Llyn Cerrig Bach treasures to be exhibited at Oriel Ynys Mon
The many remarkable artefacts discovered at Llyn Cerrig Bach near Valley on Anglesey 70 years ago will be exhibited at Oriel Ynys Môn this summer, thanks to a partnership between Amgueddfa Cymru and the Council’s Museums, Culture and Archives service.
Llyn Cerrig Bach is a small lake in north-west Anglesey, near Valley.
The spectacular group of Iron Age artefacts was uncovered by head groundsman W.O. Roberts and his fellow workmen as they dredged the lake in preparation for the extension of the runway at RAF Valley in 1942, and they have fascinated archaeologists ever since.
The overall collection of around 170 objects comprises a wide range of objects, including fragments of cauldrons, a crescentic-shaped plaque with Celtic Art decoration and part of an ancient trumpet or war horn.
Also represented are many horse harness fittings and parts of chariots, used in war and for display. A significant collection of weaponry was also recovered, including a magnificent decorated shield-boss, iron swords and spearheads. Iron bars, probably used as traded raw materials, and a range of iron tools also provide insight into the skills of the blacksmith and objects in everyday use during the Iron Age. A range of twenty-six highlight objects will be displayed in this partnership exhibition.
The first object to be found was a heavy iron gang chain, used for slaves. This was not immediately identified as an ancient artefact, and was used as a tow-chain for tractors to pull trucks that were bogged down in the mud. Despite being around 2,000 years old, the chain performed this task remarkably well. Once the chain was identified as an ancient artefact, a search of the immediate area produced a number of other objects.
Under the direction of Sir Cyril Fox, then director of Amgueddfa Cymru, the artefacts were taken to the National Museum in Cardiff, for cataloguing, conservation and study. Through many hours of research and study of the artefacts, over the years, the experts have gained greater knowledge and understanding of life in the distant past.

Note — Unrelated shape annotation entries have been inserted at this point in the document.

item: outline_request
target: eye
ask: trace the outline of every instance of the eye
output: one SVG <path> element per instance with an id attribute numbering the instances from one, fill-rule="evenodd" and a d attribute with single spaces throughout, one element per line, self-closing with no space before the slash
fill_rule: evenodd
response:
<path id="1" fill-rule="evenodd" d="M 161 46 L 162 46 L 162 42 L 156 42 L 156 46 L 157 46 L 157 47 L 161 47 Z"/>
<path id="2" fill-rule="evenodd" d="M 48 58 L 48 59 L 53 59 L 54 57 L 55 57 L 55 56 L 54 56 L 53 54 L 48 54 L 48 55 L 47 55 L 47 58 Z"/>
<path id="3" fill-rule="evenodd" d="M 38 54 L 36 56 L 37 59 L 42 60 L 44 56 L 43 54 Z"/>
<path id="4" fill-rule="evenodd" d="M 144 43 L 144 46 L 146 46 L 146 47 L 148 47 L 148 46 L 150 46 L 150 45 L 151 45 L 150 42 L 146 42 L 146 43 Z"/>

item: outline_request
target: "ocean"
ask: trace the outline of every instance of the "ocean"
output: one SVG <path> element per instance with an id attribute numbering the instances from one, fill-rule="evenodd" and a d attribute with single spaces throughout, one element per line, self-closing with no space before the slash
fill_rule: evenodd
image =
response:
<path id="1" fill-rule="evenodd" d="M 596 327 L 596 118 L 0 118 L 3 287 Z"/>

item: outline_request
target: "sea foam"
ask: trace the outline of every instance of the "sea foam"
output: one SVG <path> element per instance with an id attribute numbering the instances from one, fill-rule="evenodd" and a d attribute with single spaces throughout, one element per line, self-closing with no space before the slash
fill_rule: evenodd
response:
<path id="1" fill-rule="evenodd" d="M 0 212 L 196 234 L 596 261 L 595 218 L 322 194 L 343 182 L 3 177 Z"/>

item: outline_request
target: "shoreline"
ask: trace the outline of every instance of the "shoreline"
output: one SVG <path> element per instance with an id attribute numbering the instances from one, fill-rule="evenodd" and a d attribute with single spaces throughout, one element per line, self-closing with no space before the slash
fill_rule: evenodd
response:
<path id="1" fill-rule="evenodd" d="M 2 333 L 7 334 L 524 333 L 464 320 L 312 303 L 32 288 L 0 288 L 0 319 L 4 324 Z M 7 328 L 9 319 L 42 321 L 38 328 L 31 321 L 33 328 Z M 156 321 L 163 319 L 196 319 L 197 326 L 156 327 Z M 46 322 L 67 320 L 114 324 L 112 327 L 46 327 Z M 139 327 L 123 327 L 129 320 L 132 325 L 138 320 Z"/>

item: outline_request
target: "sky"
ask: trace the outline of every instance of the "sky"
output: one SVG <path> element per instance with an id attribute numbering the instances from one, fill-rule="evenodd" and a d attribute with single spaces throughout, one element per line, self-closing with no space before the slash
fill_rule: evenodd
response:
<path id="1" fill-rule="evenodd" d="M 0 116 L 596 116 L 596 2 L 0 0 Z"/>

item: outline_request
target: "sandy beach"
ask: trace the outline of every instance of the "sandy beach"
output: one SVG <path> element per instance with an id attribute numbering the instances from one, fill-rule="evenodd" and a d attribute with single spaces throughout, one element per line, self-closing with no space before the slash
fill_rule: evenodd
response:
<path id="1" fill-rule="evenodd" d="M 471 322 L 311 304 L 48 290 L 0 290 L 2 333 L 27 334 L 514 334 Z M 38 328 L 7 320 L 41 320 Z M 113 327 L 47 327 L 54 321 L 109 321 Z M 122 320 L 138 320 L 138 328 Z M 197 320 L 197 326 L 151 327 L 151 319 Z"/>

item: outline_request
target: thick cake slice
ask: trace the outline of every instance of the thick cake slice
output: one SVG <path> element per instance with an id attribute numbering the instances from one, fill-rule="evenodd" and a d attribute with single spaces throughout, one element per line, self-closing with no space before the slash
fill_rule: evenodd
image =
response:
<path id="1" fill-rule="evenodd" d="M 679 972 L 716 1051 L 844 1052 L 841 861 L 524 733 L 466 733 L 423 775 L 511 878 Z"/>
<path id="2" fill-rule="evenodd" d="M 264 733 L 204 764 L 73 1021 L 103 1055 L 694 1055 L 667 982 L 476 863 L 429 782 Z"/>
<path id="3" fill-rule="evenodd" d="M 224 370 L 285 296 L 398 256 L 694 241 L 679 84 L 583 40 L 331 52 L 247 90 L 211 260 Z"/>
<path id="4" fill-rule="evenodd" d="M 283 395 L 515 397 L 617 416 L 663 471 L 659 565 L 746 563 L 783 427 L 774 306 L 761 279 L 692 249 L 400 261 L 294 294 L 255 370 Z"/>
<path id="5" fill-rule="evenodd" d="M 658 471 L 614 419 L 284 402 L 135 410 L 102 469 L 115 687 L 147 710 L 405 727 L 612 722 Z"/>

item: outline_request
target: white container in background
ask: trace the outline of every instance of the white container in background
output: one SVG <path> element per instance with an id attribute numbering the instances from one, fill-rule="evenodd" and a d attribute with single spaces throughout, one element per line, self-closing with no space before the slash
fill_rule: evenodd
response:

Dr Mark Redknap, Amgueddfa Cymru's Acting Keeper of Archaeology & Numismatics, said,
“Our long-term relationship with Oriel Ynys Môn includes excellent partnership work in presenting and interpreting the rich archaeology of the region, and we are delighted that this relationship is strengthened further with the loan of finds from the Llyn Cerrig Bach hoard to the museum over the summer. This is a wonderful opportunity for local people as well as visitors to learn more about their island’s unique history through this remarkable discovery. It includes, for example, a crescentic plaque widely recognised to be of profound ‘dynamic character and significance’ for understanding Early Celtic art in Britain.
“Amgueddfa Cymru is proud of its commitment to making the national collections as widely available as possible and works extremely closely with a range of local museums and other partners to ensure Wales’s heritage is as accessible to as possible to everyone.
The artefacts from Llyn Cerrig Bach are of great importance, both in a local and national context, and of international significance to our understanding of the development of Iron Age art styles and metalworking, including weaponry, horse gear and tools.”
Pat West, Principal Officer - Museums, Culture and Archives, Isle of Anglesey County Council, said: “The partnership between Oriel Ynys Môn and Amgueddfa Cymru is a long and constructive one.
It’s a pleasure and a privilege to be working in co-operation on this unique exhibition.”
Gwilym O. Jones, Chairman and local Councillor for the ward where the treasures were found, Llanfair-yn-Neubwll, said, “I am very pleased to learn that the treasures of Llyn Cerrig Bach will be returning to Anglesey for this very special exhibition at Oriel Ynys Môn. As the county councillor for this area, I have been a long-time supporter of bringing these precious artefacts back to Anglesey. They will be here until November, and I would encourage the people of Anglesey to take this opportunity to gain an insight into our fascinating ancient history.”
Huw Lewis, Minister for Housing, Regeneration and Heritage said: “The Llyn Cerrig Bach hoard is of huge importance to Angelsey and to the rest of Wales. I am delighted that the partnership between Amgueddfa Cymru and the Council has enabled our national collections to be displayed in Anglesey this summer. The Welsh Government has recently provided £20,000 in funding towards Oriel Ynys Môn for this exhibition through the CyMAL grants scheme.”
The exhibition will take place at Oriel Ynys Môn between 14 July and 11 November 2012.